In 2015, local newspaper Nice-Matin filled in for bankruptcy. Four years on, it employs 180 journalists across 14 local editions, thanks to a subscription strategy boosted by solutions journalism
Solutions journalism has been seen as the antidote to the dominance of negativity in our news cycles.
But can positive and solutions-focused reporting help newsrooms' cash flow and pay the bills?
One regional news publisher based in the south of France shows that it can.
Speaking at Newsrewired (6 March), Aurore Malval, journalist of Nice-Matin, explains that after the publisher was saved from the brink of bankruptcy in 2014 by local readers, it started producing solutions stories with a small, dedicated team and this became the 'keystone' of their subscription strategy.
"We had this idea to forge a relationship with our community and to find solutions to local issues. It was a gamble for what type of content is our reader ready to pay for, and our answer was solutions," said Malval.
"We are featuring humans, not heroes. Obstacles and difficulties should be clearly presented. We work on the field, not just at the desk."
Readers backed a crowdfunding campaign to salvage jobs and help staff take over the publisher as a co-operative, surpassing their €300,000 target.
It was thanks to a €600,000 Google News Initiative grant in 2015 that they were able to launch their digital subscription platform '#monjournal' (my newspaper) with a new team built from scratch.
Initially, solutions journalism was not on their minds. It was not until after they had seen the response from the local community, they reconsidered how they could be giving back to their readers and how solutions could be at the heart of the offer.
"We saw the community had an attachment. Nice-Matin was more than a newspaper, it was a symbol, a piece of everyday life," she explained.
"We had something to give these readers because they were there when we needed them the most."
To give its crowdfunding campaign a practical sense, the publisher launched an ‘adopt a duck campaign’ - 'duck' (le canard) is a colloquial word for newspaper in French - to pre-sell the subscription offer with various exclusive perks to early adopters, including access to VIP events, behind-the-scenes reporting and pitching topics for the team to cover.
What a difference three years make. Now, with 180 journalists, 14 local editions, 600 daily articles, and 10,000 subscribers to #monjournal, Nice-Matin got a new lease of life.
Every month, the publisher proposes three topics in its newsletter. Subscribers can then vote for the investigation they would like deeper coverage of and the team then produce 10-15 articles a month on that chosen topic.
As a result, not only are Nice-Matin readers more engaged with solutions articles - an average reading time is six minutes on a solutions article, compared to around two minutes on other stories - they are more willing to support the newspaper. The publisher sees 13 per cent conversion to subscription from solutions stories, against six per cent on other stories.
However, the solutions style was met with some editorial pushback.
"It’s really important not to be confused with advertorial content and ‘feel good’ news, which is not solutions journalism," said Malval.
"We have received a lot of criticism because the idea was not well understood at the beginning. Solutions are demanding to find, they don’t fall from the sky.”

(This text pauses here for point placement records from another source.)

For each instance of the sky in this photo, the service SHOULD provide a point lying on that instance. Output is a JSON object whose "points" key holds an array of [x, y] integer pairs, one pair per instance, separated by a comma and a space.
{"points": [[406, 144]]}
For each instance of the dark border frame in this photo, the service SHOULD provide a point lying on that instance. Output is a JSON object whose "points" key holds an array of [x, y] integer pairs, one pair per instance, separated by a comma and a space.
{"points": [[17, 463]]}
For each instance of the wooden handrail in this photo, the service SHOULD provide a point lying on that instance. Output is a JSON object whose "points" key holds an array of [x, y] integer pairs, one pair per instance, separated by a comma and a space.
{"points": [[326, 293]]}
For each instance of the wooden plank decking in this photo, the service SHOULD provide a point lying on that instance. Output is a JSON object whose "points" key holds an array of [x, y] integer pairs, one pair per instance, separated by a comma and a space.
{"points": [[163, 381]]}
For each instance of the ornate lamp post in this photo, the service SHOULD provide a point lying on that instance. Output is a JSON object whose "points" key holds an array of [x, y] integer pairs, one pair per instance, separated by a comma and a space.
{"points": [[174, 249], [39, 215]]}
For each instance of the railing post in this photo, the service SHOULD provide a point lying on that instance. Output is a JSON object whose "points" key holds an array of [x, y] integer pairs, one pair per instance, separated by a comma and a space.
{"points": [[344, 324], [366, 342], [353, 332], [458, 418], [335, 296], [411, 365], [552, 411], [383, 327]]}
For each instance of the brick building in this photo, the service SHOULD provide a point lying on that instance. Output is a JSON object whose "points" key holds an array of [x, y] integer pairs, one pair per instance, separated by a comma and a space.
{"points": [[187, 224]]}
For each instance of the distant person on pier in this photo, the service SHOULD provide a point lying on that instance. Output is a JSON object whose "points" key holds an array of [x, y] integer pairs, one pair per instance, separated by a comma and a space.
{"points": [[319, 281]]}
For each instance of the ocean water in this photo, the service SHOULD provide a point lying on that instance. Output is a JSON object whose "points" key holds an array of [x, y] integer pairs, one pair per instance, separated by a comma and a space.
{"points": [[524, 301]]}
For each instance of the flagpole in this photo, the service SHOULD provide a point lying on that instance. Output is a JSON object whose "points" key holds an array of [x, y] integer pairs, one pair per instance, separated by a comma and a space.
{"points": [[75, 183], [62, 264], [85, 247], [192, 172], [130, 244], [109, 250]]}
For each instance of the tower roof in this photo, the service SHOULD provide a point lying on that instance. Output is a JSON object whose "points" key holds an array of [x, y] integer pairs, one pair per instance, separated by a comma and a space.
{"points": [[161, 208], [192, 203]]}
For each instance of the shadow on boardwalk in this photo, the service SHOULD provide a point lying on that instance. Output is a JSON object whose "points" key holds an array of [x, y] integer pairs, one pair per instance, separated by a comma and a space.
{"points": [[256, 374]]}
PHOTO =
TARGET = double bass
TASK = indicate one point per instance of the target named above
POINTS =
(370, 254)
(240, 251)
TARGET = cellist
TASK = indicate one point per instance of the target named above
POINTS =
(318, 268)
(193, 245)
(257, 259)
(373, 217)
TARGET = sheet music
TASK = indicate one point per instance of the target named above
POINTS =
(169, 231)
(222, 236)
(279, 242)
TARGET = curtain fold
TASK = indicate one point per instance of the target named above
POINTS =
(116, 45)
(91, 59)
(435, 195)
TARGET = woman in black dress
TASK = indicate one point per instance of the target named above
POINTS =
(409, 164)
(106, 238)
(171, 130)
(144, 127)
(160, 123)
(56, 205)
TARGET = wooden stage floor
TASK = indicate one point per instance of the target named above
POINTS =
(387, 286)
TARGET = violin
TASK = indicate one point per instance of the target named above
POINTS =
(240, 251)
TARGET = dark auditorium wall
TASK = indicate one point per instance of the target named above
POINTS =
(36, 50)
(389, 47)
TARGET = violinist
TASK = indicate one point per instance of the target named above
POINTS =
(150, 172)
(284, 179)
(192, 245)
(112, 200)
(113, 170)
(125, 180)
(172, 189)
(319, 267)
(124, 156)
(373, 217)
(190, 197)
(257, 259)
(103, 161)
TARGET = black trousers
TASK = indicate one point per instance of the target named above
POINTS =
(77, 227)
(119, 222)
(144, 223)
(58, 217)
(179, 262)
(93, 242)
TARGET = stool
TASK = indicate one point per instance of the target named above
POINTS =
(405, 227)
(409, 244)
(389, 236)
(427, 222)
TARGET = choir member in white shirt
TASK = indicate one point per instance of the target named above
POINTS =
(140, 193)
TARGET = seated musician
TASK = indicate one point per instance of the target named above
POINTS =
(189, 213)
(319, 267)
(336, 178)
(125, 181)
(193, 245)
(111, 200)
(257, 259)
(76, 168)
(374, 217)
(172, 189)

Some steep learning curves have given them pause for thought and shown solutions journalism has its time and place, as demonstrated with their coverage of the 2016 Nice terrorist attacks.
Malval, who had covered the event as it broke, went on to consider how solutions journalism could tell the story differently but it did not go according to plan.
"Fifteen days after the attacks, I was thinking maybe I want to write stories from a solutions perspective. I wanted to focus on the mental geographic and how the terror attack changed the mentality of different locations where the attack happened. How we can rebuild a city after such trauma?" she explained.
"I went on the field with this idea but I didn’t succeed at all because it was way too soon to do such an investigation.”